Architecture Overview

Repetition Calculation

PRISME's architecture organizes computation across four hierarchical levels, each with a dedicated script.

Four Levels of Organization

1. Study-Level Organization

The outermost level loops over all studies defined in the outcome structure. For each study, PRISME automatically infers the test type by analyzing the data structure:

One-sample t-test: When contrasts between conditions are available
Two-sample t-test: When categorical data exists for exactly two groups
Correlation analysis: When continuous measures are present

This specification spares manual definition and ensures each analysis is compatible with the data supplied. See Input Data Format for details on the inference logic.

2. Subject-Level Sampling

Within each study, this level loops over the sample sizes specified in Params.list_of_nsubset. Since PRISME generates one output file per study and sample size, this level handles file-based checkpointing for resumption after interruptions. If the file for this study and subject-level has all repetitions completed, it skips to the next loop.

Overall, for each sample size:

Manages subject identifiers for subsampling
Constructs appropriate design matrices for each repetition
Tracks completion status by checking existing output files
Resumes from checkpoints when calculations are interrupted

3. Batch-Level Management

This level organizes repetitions into configurable batches (set by Params.batch_size). Batching helps with memory management and checkpointing. Trade-off: Larger batches require more RAM but reduce disk I/O overhead. Smaller batches use less RAM but save to disk more frequently.
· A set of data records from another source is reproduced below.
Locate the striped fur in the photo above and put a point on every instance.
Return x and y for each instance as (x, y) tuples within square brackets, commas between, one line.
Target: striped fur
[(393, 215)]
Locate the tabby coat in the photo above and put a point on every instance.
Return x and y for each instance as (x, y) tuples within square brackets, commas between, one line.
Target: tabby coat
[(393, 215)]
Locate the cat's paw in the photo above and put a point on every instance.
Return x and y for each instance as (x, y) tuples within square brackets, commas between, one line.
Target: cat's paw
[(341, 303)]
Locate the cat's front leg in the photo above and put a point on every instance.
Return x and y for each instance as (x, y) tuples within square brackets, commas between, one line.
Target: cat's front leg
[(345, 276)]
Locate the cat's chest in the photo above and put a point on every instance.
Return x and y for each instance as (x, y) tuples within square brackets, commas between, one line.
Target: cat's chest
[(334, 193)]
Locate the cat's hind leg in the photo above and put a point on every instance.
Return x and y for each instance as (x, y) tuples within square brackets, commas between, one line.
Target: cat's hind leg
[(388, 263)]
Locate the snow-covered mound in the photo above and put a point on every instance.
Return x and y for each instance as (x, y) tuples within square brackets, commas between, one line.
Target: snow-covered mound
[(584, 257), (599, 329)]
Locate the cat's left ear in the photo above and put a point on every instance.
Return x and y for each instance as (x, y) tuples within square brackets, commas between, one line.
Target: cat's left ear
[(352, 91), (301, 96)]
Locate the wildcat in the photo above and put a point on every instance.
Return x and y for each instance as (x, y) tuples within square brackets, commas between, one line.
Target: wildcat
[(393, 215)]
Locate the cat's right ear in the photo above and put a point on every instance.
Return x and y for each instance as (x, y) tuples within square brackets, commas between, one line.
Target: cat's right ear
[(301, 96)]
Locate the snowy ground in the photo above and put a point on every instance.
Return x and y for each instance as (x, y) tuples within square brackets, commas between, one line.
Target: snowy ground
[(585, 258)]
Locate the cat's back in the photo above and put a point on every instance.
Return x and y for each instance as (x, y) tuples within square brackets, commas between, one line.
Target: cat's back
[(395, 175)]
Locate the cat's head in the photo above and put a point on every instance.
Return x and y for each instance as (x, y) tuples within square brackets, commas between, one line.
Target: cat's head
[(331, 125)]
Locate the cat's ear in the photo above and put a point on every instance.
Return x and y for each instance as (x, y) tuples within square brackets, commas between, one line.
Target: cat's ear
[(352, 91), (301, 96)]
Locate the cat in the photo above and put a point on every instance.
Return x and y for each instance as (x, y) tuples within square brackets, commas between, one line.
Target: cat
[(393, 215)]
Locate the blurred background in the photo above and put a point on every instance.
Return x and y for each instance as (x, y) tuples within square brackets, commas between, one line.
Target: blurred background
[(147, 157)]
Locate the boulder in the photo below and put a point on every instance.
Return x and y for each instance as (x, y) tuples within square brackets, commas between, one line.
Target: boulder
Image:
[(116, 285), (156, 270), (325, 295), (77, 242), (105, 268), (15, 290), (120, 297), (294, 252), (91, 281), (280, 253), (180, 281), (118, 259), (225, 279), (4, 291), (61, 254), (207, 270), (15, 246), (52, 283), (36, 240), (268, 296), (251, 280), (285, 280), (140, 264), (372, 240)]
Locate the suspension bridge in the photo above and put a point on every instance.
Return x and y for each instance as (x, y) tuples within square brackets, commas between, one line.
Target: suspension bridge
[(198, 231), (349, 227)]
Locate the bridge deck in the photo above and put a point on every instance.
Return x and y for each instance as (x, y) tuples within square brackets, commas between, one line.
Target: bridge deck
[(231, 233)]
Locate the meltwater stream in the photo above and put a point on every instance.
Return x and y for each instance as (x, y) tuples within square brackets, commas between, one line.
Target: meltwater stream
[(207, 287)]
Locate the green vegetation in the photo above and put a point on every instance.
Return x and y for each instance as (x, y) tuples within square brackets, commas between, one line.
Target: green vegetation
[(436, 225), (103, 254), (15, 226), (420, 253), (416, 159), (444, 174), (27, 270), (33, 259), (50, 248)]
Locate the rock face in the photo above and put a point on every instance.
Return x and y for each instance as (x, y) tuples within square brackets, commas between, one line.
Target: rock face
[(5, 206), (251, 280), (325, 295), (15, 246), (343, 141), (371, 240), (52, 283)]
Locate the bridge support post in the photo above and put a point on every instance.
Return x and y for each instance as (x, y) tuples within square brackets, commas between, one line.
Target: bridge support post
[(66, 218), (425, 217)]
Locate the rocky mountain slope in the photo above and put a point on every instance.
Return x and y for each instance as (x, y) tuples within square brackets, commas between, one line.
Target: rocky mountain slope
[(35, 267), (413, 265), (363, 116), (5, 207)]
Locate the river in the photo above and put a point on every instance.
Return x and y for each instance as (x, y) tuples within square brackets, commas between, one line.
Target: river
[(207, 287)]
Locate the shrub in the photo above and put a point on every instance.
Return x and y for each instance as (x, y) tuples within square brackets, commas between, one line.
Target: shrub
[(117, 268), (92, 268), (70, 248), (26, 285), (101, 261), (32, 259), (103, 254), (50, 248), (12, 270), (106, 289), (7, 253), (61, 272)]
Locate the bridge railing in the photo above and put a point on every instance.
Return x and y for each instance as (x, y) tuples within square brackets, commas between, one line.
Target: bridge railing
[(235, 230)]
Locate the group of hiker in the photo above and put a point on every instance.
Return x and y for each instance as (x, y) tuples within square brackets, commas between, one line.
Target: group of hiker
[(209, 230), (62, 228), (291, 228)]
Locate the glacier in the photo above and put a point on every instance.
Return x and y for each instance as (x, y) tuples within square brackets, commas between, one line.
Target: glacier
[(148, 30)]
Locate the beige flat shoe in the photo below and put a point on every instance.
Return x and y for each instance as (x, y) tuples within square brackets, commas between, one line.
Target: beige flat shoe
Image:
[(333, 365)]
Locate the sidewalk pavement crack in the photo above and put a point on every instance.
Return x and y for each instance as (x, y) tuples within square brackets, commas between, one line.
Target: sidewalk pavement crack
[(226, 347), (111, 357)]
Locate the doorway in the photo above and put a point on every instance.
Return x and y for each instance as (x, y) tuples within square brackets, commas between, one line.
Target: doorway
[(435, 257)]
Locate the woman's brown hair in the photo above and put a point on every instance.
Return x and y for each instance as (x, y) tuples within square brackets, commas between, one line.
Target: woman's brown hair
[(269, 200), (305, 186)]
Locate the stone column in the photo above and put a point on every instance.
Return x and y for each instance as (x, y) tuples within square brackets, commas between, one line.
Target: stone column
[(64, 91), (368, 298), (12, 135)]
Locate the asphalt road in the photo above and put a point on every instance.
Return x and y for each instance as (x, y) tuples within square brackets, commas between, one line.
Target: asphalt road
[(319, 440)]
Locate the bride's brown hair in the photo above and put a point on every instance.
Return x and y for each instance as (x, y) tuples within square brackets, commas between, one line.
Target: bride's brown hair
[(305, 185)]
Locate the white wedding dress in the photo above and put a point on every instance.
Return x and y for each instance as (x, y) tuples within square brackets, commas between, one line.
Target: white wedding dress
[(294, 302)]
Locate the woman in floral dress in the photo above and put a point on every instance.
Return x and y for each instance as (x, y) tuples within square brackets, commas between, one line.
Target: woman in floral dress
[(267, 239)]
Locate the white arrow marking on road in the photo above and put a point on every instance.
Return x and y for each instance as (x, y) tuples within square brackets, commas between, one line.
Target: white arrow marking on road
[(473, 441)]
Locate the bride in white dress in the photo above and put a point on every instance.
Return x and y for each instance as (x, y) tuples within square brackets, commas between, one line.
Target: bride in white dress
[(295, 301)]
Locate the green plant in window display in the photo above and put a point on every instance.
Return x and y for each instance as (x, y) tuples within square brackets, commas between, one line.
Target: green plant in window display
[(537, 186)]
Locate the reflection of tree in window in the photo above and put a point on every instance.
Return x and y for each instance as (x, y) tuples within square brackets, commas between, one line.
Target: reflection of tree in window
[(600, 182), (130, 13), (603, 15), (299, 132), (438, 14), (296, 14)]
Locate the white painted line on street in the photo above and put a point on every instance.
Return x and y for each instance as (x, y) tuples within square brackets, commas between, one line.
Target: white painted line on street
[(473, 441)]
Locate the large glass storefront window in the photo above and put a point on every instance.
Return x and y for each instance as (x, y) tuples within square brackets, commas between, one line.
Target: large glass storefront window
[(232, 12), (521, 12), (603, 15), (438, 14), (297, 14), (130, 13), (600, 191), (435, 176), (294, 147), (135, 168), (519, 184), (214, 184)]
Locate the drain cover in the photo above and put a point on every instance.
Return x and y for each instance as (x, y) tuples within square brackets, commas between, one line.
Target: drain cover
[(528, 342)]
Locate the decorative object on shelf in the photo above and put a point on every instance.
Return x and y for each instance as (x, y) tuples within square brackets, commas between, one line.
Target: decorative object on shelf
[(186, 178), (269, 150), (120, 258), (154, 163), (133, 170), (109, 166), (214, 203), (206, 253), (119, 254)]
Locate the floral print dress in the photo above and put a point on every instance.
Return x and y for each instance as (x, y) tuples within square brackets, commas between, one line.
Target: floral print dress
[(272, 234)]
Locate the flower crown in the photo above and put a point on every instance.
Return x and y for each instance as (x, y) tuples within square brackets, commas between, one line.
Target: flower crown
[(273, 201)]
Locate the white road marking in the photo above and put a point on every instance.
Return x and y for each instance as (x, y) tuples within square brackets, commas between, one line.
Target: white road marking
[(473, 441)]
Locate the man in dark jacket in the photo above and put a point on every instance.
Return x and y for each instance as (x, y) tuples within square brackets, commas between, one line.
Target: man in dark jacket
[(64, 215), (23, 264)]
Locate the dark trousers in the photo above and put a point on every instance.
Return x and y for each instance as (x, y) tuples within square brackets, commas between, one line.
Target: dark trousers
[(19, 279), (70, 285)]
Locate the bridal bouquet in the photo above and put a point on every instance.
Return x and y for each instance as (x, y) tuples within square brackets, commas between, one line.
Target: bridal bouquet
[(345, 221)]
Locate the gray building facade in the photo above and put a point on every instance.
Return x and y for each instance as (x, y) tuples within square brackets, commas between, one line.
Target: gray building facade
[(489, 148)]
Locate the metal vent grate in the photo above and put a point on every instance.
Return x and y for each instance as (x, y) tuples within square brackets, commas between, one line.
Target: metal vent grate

The batch manager: - Group repetitions into processing units - Balances memory efficiency - Implements the checkpoint system - When a batch is completed, the repetitions are saved to the file - Saves results incrementally after each batch completes

4. Parallel Execution Level

The innermost level distributes computational workload across available CPU cores. PRISME parallelizes at the repetition level because:

GLM fitting and statistical method inference are the most computationally intensive parts of the code
Each repetition is independent (no communication overhead)
With 500 recommended repetitions, parallelization enables near-linear scaling

Each worker processes a complete repetition independently, including: - GLM fitting for original and permuted data - Applying all statistical inference methods - Computing p-values

Set Params.parallel = true and Params.n_workers to the number of available cores to enable parallel execution.

Computational Flow

Study Loop (Study 1, Study 2, ...)
  └─ Sample Size Loop (n=40, n=80, ...)
      └─ Batch Loop (Batch 1, Batch 2, ...)
          └─ Parallel Execution (Rep 1, Rep 2, ... Rep batch_size)
              ├─ Subsample subjects
              ├─ Fit GLM + permutations
              ├─ Apply statistical methods
              └─ Return p-values
          └─ Save batch results (checkpoint)

Ground Truth Calculation

Unified Pipeline

Although the algorithm describes two computational paths (repetitions and ground truth), the architecture implements both within a unified framework. The ground truth calculation is a special case of the repetition workflow where: - Only one repetition is performed - The entire dataset (N subjects) is used - A dummy statistical inference method maintains code consistency - Only the GLM fit results are extracted

This unification simplifies maintenance. One code changes automatically affect both workflows.